UCE was benchmarked on a number of held out datasets including the unreleased version 2 of Tabula Sapiens at-the-time. UCE outperformed other models like scGPT and Geneformer in a zero-shot setting using the standard cell embedding benchmark available in the Single-Cell Integration Benchmark. We compared several methods and found that UCE substantially outperforms the next best method, namely Geneformer, by 13.9% on overall score, 16.2% on biological conservation score, and 10.1% on batch correction score.

To comprehensively assess the value of zero-shot embeddings, we also compared UCE to fine-tuned methods that are conventionally used for this task. Notably, UCE even performed slightly better than non-zero-shot methods that require dataset-specific training: scVI and scArches. Tabula Sapiens v2 includes cells measured using both droplet or plate-based sequencing methods. Correcting technology-based batch effects, even for fine-tuned models, can be difficult. UCE zero-shot embeddings of the Tabula Sapiens v2 Ovary tissue, which contains 45,757 cells profiled using 10x-primev3, and 3,610 cells profiled using Smart-seq3, successfully corrects batch effects at the same level as fine tuned methods, while more accurately representing cell types. When scored using the single cell integration benchmark (SCIB), UCE's batch correction scores are close to that of scVI and scArches, while its bio conservation scores are higher. For all cell types in Tabula Sapiens v2, we calculate the silhouette width score of each zero-shot embedding method. For 67% of cell types, UCE has the highest silhouette score of any method. UCE outperformed Geneformer on 80% of cell types, tGPT on 73% of cell types, and scGPT on 83% of cell types.

Evaluation Datasets

Evaluation Results

See preprint for details.

Biases, Risks, and Limitations

Potential Biases

  • The model may reflect biases present in the training data.

Risks

Areas of risk may include but are not limited to:

  • Inaccurate outputs or hallucinations.
  • Potential misuse for incorrect biological interpretations.

Limitations

  • UCE may not be able to accurately represent cells from species evolutionarily distant from the training data, such as fly.

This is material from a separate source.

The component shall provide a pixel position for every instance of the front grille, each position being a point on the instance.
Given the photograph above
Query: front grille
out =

Caveats and Recommendations

  • Review and validate outputs generated by the model.
  • UCE is not intended to be finetuned. When comparing the performance of different methods, please compare UCE in the zero shot setting.
  • We are committed to advancing the responsible development and use of artificial intelligence. Please follow our Acceptable Use Policy when using the model.

Acknowledgements

We thank Rok Sosič, Kexin Huang, Charlotte Bunne, Hanchen Wang, Michihiro Yasunaga, Michael Moor, Minkai Xu, Mika Jain, George Crowley, Maria Brbić, Jonah Cool, Nicholas Sofroniew, Andrew Tolopko, Ivana Jelic, Ana-Maria Istrate and Pablo Garcia-Nieto for discussions and for providing feedback on our manuscript. We acknowledge support from Robert C. Jones for help with accessing and analyzing the Tabula Sapiens v2 dataset. We acknowledge support from the Chan Zuckerberg Initiative, including help with accessing and processing CxG datasets. We gratefully acknowledge the support of NSF under Nos. OAC-1835598 (CINES), CCF-1918940 (Expeditions), Stanford Data Science Initiative, Wu Tsai Neurosciences Institute, Amazon, Genentech, GSK, Hitachi, Juniper Networks, and KDDI. Y. RH. acknowledges funding support from GlaxoSmithKline.